Unleash Your Inner Supercomputer

Your Guide to WebGPU Compute

New and Improved

Now with WebGPU

The GPU provides nearly ubiquitous powerful parallel compute capabilities. The knowledge to make use of these capabilities however, is far from ubiquitous. Built around rendering pixels to the screen, the programming model and architecture are well outside most programmer's experience. In what follows we provide detailed explanations and examples of programming idioms common in developing computational models and programs suitable for harnessing the GPU for general purpose computations.

Super speed

Quite simply, it's all about performance. We will learn a new way of thinking about computational problems. A way of thinking that is more work, but that gives us access to design elements - simulations and computations - that would otherwise be unreachable. We will take the graphics hardware driven by the billion dollar gaming industry and use it in an entirely different way.

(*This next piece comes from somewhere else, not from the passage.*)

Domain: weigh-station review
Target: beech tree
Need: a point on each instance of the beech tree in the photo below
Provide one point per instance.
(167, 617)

GPUs are so effective that an entire ecosystem of specialized languages and environments has grown up around general-purpose computing on graphics processing units (GPGPU) focusing on high performance code. We, though, will focus on portability and instructional design, limiting our discussion to techniques available from within a web browser.

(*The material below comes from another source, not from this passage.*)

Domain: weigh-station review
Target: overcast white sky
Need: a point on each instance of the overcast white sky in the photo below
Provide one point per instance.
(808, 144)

GPU performance far outpaces CPU performance, and the gap is getting larger!

The performance shown is for single precision, 32 bit, floating point numbers. The GPU deals extremely well with these numbers. However, using higher precision numbers, such as 64 bit floating point, dramatically decreases performance. Indeed, these higher precision numbers are not widely available through WebGPU or Vulkan. Their use is more common with specialized tools such as OpenCL or CUDA. Even there it has a significant performance cost. This 32 bit precision is a great fit for many applications, especially in instruction.

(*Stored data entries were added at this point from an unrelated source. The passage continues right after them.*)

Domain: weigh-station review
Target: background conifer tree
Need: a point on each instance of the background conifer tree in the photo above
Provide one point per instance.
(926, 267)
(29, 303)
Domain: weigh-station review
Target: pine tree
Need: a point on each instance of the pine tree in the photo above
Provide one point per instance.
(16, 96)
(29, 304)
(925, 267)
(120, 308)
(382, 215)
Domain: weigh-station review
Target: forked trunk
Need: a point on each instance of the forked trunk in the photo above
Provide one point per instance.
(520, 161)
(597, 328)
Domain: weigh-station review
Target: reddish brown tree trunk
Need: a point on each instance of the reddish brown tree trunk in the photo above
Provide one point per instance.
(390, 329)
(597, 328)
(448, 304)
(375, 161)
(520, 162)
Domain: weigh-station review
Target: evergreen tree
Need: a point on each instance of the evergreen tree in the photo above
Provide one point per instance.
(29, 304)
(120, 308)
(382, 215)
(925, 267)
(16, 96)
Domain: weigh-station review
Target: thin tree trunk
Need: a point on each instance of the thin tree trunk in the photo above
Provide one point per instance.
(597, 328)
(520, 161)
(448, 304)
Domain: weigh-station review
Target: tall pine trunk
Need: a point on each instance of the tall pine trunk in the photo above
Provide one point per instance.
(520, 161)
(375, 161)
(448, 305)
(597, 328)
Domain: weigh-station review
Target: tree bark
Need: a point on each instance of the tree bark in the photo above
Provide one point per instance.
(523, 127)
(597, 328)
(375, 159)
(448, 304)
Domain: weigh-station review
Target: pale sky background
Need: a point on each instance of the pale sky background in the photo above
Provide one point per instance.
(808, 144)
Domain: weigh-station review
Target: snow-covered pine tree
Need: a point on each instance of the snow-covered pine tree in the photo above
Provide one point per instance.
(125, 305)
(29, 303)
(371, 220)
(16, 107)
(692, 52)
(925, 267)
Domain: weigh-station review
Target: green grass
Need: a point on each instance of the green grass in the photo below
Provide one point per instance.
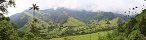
(93, 36)
(73, 22)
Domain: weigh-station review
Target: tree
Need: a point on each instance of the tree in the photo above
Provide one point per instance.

Wait, What? Computations on the GPU?

The GPU is for graphics, what do we even mean when we talk about computations on the GPU?

Modern computers use small programs, called shaders, to compute the color of each pixel on the screen. Moreover, computers have specialized hardware, graphics processing units (GPUs), to run large numbers of these shaders in parallel. Computer games depend on this both for a high frame rate, and for many effects such as lighting and shadows. We can bring all this parallelism and performance to bear on our problems as long as we can make them look similar to computing pixels for the screen, that is we can arrange the computations on a grid. Fortunately, there are a large number of problems in the sciences, engineering, and mathematics that are addressable on a grid.

Graphics vertices build triangles, which
are filled in by fragments.

That look just like a grid for
numerically solving a
differential equation.

Shaders were introduced into mainstream graphics in early 2001, and were almost immediately adopted for use beyond graphics. Dedicated compute shaders were introduced in 2006, and now in 2024 have made their way into the newest Web graphics API, WebGPU. Compute shaders are a significant step forward and provide a much clearer path than leveraging graphics shaders for compute tasks. We will see that shaders are a great fit for numeric calculations on a mesh or grid. Many other computing models have also been mapped onto graphics hardware. Examples include differential equations, financial modeling, machine learning, image processing, and even databases.

How do we do it?

What are the main elements that map a problem onto a GPU? GPUs are designed for graphics, so it will take some effort to wrap our minds around using them in a wider context. As we will see, for certain problems it is well worth the effort.

The basic structure of most gpu compute implementations.

Most gpu compute implementations share a common structure. This is the result of fitting the problem into a form that can be readily addressed using graphics hardware and software. We will start with a general description, then walk through concrete examples to provide a strong introduction to using GPUs for computation.

The Data

Buffers are the primary means to exchange data with compute shaders. Buffers are blocks of memory on the GPU. They are created from a GPUDevice with GPUDevice.createBuffer. These buffers can also be mapped to system memory so that they can be read or written from our CPU side code.

The Code

Compute Shaders can loosely be thought of as fragment shaders on steroids. Where a fragment shader would be invoked once per fragment, we invoke the compute shader once per result element. For example consider matrix multiplication.

R_{i j} = \sum_{k = 1}^{n} A_{i k} B_{k j}

Matrices are easily seen as arrays of numbers.

We invoke the computer shader for each $R_{i j}$

The Commands

The last step is to accumulate commands for the gpu. These commends tell the GPU which shader to execute and which resources to use. The commands are then submitted to the GPU for execution.